Pada sambutannya, Arief menjelaskan bahwa “Sejak tahun 2020, Indonesia menyandang status whitelist dalam laporan tahunan Tokyo MoU, sebuah pencapaian yang dimaksud tentunya tidak ada lepas dari kerja identik yang digunakan solid di dalam antara semua pihak yang digunakan terlibat di tempat lapangan usaha maritim. Keberhasilan ini adalah hasil kolaborasi erat antara perusahaan kapal, operator, manajemen, lalu tentunya dukungan dari pihak-pihak seperti BKI selaku badan klasifikasi yang diberikan pelimpahan, Kementerian Perhubungan, juga seluruh pemangku kepentingan lainnya.”
“Semua pihak yang tersebut berperan telah dilakukan memberikan kontribusi penting pada menjaga kualitas kemudian performa kapal bendera Indonesia, sehingga kita dapat mempertahankan kedudukan ini juga terus meningkatkan reputasi maritim Indonesia pada mata dunia,” ungkapnya.
“Perlu saya komunikasikan bahwa, kegiatan ini diadakan BKI secara rutin di rangka menjaga fokus di perannya melakukan pemastian terhadap standard internasional. Selaras juga dengan misi asta cita di aspek dunia usaha biru atau maritime sustainability dan juga pengembangan SDM yang mana tidaklah terbatas pada standar, kompetensi, kualitas bidang maritim,” ujar Arief.
Dalam beberapa tahun terakhir, Indonesia telah terjadi berhasil memperbaiki posisinya di tempat Tokyo MoU, sebuah organisasi yang dimaksud mengawasi kepatuhan kapal terhadap standar keselamatan internasional. Indonesia berhasil mengundurkan diri dari dari status blacklist kemudian masuk di kategori whitelist sejak tahun 2020.
Pencapaian ini sangat vital, mengingat status whitelist memberikan keuntungan bagi kelancaran perdagangan internasional juga logistik Indonesia. BKI melalui seminar kali ini menekankan pentingnya kerja serupa antara semua pihak terkait—baik pemerintah, asosiasi pelayaran, lalu perusahaan pelayaran—untuk menjaga dan juga bahkan meningkatkan status whitelist ini, mengingat detensi kapal dapat merugikan reputasi Indonesia di tempat dunia pelayaran.

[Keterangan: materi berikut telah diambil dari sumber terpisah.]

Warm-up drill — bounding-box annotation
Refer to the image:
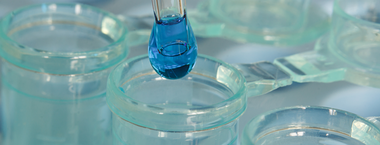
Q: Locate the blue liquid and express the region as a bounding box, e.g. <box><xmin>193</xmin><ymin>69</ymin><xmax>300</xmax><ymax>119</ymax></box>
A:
<box><xmin>148</xmin><ymin>11</ymin><xmax>197</xmax><ymax>79</ymax></box>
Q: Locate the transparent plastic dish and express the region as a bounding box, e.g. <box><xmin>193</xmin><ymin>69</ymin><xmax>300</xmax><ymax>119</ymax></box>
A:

Direktur Jenderal Perhubungan Laut, Kementerian Perhubungan (Kemenhub) yang tersebut diwakili oleh Dr. Capt. Miftahul Hadi, S.ST, MM, M.Mar mengatakan, bahwa BKI sebagai RO yang mana ditunjuk mempunyai peran yang digunakan sangat besar untuk menjaga status whitelist. Lebih lanjut beliau menyatakan bahwa ada beberapa langkah yang dimaksud dapat dijalankan untuk menjaga status whitelist serta meningkatkan kemaritiman.